Black Girl- On a Bike
21:46
Africa’s Daughter

  I used to collect rocks. I would dig right into the dirt as my Mother warned me that my hands would no longer be clean. She would describe the filth that was sure to collect under my fingernails if I continued and the worms that may sneak between my fingers. I would keep digging. On my windowsill there were forty rocks perfectly aligned. Each one aroused no call for alarm; they were gray, brown, and beige. These rocks were ordinary, yet not when they reached my windowsill. I had chosen them as the sun climbed onto my back in the sweltering break of afternoon and took the effort to wash them clean from the ground. I had freed them from the cover that had buried them beneath the marching of feet. They were no longer lowly.

19:28
Black on black.

   He was dressed in all black and his dog was just the same, a beautiful Labrador. The two of them were straggling through the gym with heavy feet and drowsy eyes. I could tell that they were sinking. As I looked away my muscles tightened and then released. I was working on the tone of my thighs.
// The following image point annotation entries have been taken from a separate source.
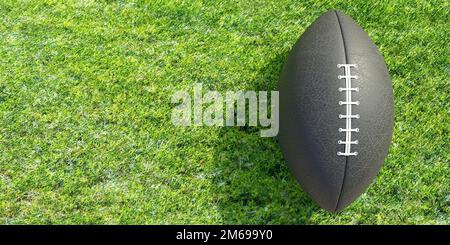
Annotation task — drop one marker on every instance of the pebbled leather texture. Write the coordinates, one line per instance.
(309, 111)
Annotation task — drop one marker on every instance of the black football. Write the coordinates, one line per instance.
(336, 110)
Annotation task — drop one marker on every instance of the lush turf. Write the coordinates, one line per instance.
(85, 112)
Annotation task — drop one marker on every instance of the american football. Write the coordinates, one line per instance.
(336, 111)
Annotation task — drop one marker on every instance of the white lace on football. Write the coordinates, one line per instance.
(348, 142)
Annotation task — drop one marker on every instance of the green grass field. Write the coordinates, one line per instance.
(86, 133)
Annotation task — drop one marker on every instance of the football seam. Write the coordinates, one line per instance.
(346, 158)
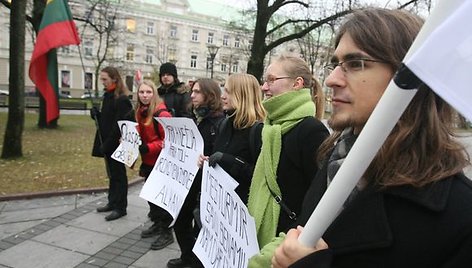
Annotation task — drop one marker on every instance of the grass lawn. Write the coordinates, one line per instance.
(58, 159)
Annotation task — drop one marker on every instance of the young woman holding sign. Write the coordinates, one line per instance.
(208, 113)
(150, 105)
(239, 141)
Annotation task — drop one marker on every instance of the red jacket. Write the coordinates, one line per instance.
(149, 136)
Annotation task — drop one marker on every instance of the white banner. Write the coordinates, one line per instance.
(128, 150)
(444, 62)
(228, 235)
(176, 167)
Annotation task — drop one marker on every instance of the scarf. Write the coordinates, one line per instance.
(284, 111)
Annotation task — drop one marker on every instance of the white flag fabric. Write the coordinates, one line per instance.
(128, 150)
(389, 109)
(444, 62)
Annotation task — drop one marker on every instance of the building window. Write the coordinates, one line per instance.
(173, 31)
(88, 80)
(88, 48)
(150, 28)
(210, 38)
(195, 35)
(235, 67)
(65, 50)
(208, 63)
(65, 78)
(131, 25)
(237, 42)
(130, 52)
(225, 40)
(149, 55)
(193, 61)
(172, 54)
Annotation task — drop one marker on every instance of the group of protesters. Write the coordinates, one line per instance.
(411, 208)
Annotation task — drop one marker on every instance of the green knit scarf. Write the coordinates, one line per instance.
(284, 111)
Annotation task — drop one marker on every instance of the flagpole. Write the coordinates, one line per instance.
(381, 122)
(95, 119)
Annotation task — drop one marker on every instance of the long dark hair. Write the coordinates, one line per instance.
(212, 94)
(421, 148)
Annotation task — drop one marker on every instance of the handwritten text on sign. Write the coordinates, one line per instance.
(176, 167)
(228, 234)
(128, 150)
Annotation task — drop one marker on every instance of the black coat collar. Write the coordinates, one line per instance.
(363, 224)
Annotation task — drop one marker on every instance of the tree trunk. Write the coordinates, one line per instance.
(16, 102)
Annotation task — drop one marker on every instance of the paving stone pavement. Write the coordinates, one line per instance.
(66, 231)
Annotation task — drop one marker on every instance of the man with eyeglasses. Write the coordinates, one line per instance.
(413, 205)
(290, 138)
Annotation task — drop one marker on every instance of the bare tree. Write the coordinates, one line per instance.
(99, 19)
(274, 25)
(16, 105)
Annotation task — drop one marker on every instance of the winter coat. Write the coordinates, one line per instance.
(150, 137)
(297, 165)
(400, 226)
(239, 157)
(209, 128)
(177, 99)
(112, 110)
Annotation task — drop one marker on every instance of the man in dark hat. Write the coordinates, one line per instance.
(175, 94)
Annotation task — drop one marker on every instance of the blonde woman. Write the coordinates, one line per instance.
(150, 105)
(238, 144)
(290, 138)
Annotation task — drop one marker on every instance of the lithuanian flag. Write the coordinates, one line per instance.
(57, 29)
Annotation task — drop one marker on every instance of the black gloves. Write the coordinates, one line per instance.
(215, 158)
(143, 149)
(94, 113)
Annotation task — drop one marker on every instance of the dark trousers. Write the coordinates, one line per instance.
(118, 184)
(157, 214)
(184, 228)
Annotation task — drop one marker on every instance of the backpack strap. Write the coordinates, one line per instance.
(156, 124)
(252, 140)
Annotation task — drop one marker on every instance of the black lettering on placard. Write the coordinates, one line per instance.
(175, 172)
(169, 198)
(182, 137)
(130, 136)
(222, 211)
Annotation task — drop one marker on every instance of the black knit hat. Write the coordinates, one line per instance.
(168, 68)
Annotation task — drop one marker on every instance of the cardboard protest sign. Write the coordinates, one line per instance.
(128, 150)
(172, 176)
(228, 235)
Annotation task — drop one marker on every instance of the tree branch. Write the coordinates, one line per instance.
(290, 21)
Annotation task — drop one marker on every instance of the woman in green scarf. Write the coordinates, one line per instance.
(290, 139)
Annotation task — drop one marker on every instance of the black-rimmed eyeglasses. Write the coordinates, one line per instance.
(349, 66)
(271, 79)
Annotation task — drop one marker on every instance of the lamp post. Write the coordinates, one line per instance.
(213, 50)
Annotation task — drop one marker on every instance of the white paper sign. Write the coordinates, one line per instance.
(128, 150)
(228, 235)
(172, 176)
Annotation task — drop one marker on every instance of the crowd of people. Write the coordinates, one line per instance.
(411, 208)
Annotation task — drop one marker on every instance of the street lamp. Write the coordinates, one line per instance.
(213, 50)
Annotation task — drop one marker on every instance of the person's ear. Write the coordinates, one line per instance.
(299, 83)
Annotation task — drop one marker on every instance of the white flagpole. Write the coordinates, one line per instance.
(381, 122)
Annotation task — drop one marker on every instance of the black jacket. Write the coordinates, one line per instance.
(209, 129)
(112, 110)
(239, 156)
(297, 165)
(177, 99)
(397, 227)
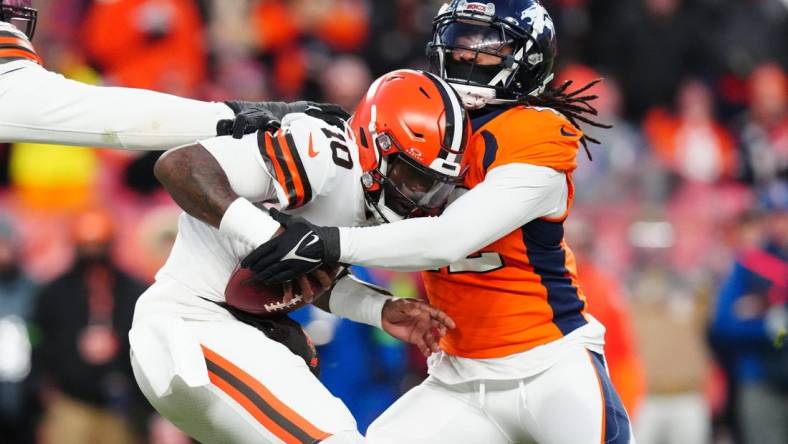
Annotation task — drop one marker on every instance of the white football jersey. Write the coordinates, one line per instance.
(312, 170)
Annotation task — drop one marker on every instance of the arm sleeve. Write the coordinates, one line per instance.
(509, 197)
(40, 106)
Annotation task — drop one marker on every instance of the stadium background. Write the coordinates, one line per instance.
(689, 182)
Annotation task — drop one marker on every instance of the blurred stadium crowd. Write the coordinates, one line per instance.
(680, 222)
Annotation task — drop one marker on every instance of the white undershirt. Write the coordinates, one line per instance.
(510, 196)
(40, 106)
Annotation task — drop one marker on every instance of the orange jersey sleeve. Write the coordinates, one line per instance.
(537, 136)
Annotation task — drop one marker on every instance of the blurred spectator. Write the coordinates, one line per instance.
(749, 326)
(608, 305)
(668, 316)
(17, 400)
(748, 33)
(84, 317)
(649, 45)
(692, 144)
(345, 81)
(298, 37)
(362, 365)
(763, 129)
(402, 29)
(152, 44)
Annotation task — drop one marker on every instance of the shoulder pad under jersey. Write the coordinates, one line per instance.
(304, 157)
(533, 135)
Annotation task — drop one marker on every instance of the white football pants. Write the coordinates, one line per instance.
(223, 381)
(572, 402)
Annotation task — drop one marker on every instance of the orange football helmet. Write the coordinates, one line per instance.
(411, 130)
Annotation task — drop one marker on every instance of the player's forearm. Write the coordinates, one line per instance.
(40, 106)
(196, 182)
(506, 200)
(199, 183)
(356, 300)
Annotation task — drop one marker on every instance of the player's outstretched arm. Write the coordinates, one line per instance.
(196, 182)
(216, 181)
(44, 107)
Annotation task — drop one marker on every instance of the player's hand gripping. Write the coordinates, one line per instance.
(253, 116)
(416, 322)
(300, 249)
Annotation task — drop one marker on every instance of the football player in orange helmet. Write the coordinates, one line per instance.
(226, 376)
(526, 360)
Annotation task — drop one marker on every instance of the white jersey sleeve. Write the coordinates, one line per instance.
(263, 167)
(510, 196)
(40, 106)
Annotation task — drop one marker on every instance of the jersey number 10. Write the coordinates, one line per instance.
(339, 151)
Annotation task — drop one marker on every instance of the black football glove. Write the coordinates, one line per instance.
(253, 116)
(300, 249)
(329, 113)
(249, 118)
   I wondered how long the man had been blind. His cheeks were still pink as though he was not through with being a child. Up,down. Sigh. Sink. His head fell into his legs. The sweat on his thin arms was being unfair to him. He wanted to be strong.

The sun.

Outside there were groups of teenagers on their college tour. I’m tired. A girl collapsed on her friend. They had been walking through the campus with the help of a guide.

“It’s almost over Anne”, her mother said.